CI 4312 week 3

chfrln28
2 min readFeb 7, 2021

Where the term “digital native” comes to my mind, I associated it with how technology being so advanced today and how that impacting our lives for the young generation who are born in the digital era. In the video, Visitors and Residents introduced how the two hard-edged of people are affected by contemporary digital immersion, where age becomes the criteria to determine if someone has the credential to name after digital natives, the reasons given by David White are aiming at people who are young enough to grow up in the immersion of digital technology, for this type of people that they are currently experiencing the golden learning period in human age, so that digital device won’t be very troubling in their way of thinking. However, for people who are growing up without too much engagement of digital technology, learning how to operate electronics is just like learning a second language.

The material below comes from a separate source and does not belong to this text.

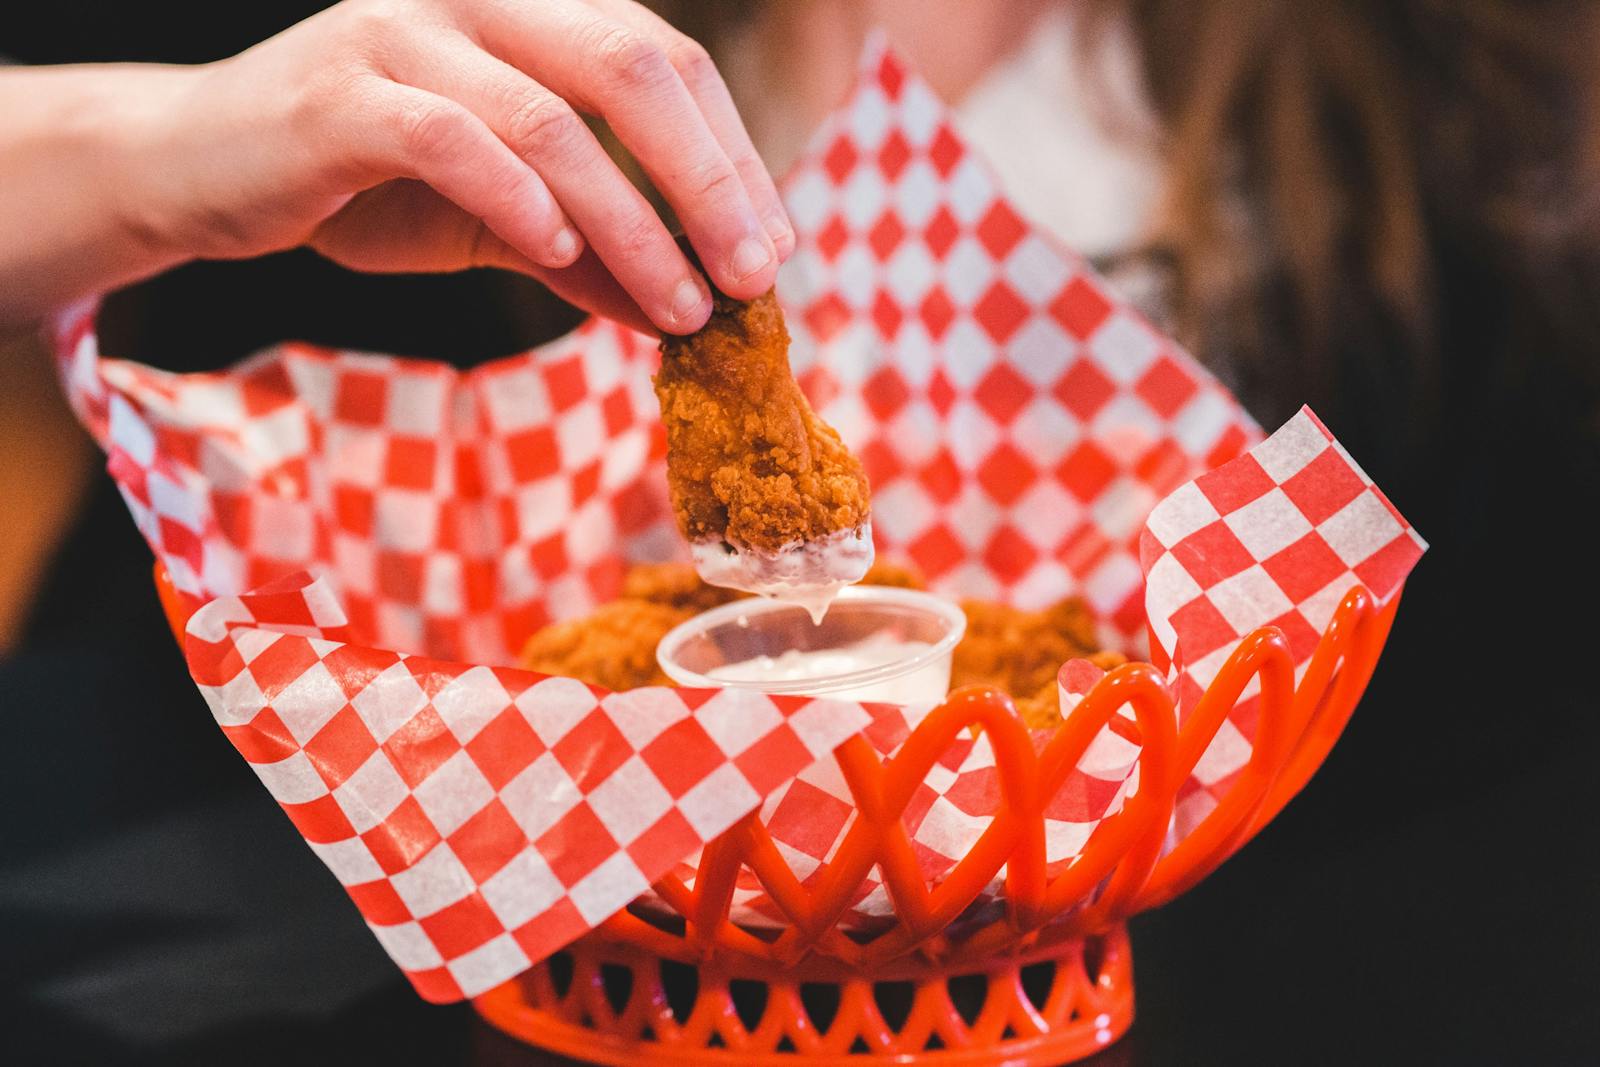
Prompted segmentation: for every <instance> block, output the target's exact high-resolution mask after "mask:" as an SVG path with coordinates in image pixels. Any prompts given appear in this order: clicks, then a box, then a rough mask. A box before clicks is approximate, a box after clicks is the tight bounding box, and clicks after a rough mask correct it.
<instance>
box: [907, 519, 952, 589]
mask: <svg viewBox="0 0 1600 1067" xmlns="http://www.w3.org/2000/svg"><path fill="white" fill-rule="evenodd" d="M906 552H907V555H910V558H912V563H915V565H917V566H918V568H922V573H923V574H926V576H928V577H936V576H939V574H944V573H947V571H950V569H954V568H955V566H958V565H960V563H962V560H963V558H965V557H966V550H965V549H963V547H962V541H960V539H958V537H957V536H955V534H954V533H950V528H949V526H946V525H942V523H941V525H938V526H934V528H933V530H930V531H926V533H925V534H922V536H920V537H917V539H915V541H912V542H910V544H909V545H907V547H906Z"/></svg>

I doubt what the video put too many components on age to one-vote veto on people growing up with digital technology can be the digital natives. From what I observed from young generation today who age under 18, it is undeniable that they can better understand how to use the latest devices more rapidly than their parents or grandparents, however, what they actually know about digital technology are rather limited, and they can’t reach the inner part of how the technology works. This video is only utilizing the advantage of strong sensitiveness from youngsters to identify how they could learning something so quickly, but he ignored that the ability to learn effectively is what humans born with. If for young people who are growing up in the bucolic environment, there is still no chance for them to accompany with the digital advancement, therefore, age is not the crucial element to determine someone is digital native, but the environment can create a genuine digital native regardless the age limited.

I don’t think of myself as digital natives, because a large part of my growth environment did not contain too many digital elements. The content of Internet knowledge that I learned more began in high school, and the content I learned only involved the most basic digital knowledge. Regarding the term “native”, my perception must be called native only when it reaches a very high level for a certain thing, and this level must be innate.

I found this paragraph very interesting in the Visitor&Resident article, What should we call these “new” students of today? Some refer to them as the N–[for Net]–gen or D–[for digital]–gen. But The most useful designation I have found for them is Digital Natives. Our students today are all “native speakers” of the digital language of computers, video games, and the Internet. In this passage, the video games and digital language are very accurate, For example, when my father and I were playing a shooting game, he aimed at the enemy and moved significantly slower, because his entire growth environment had not been exposed to digital culture till he was 30 years old, so it exactly verified that we are the native speaker of the digital world.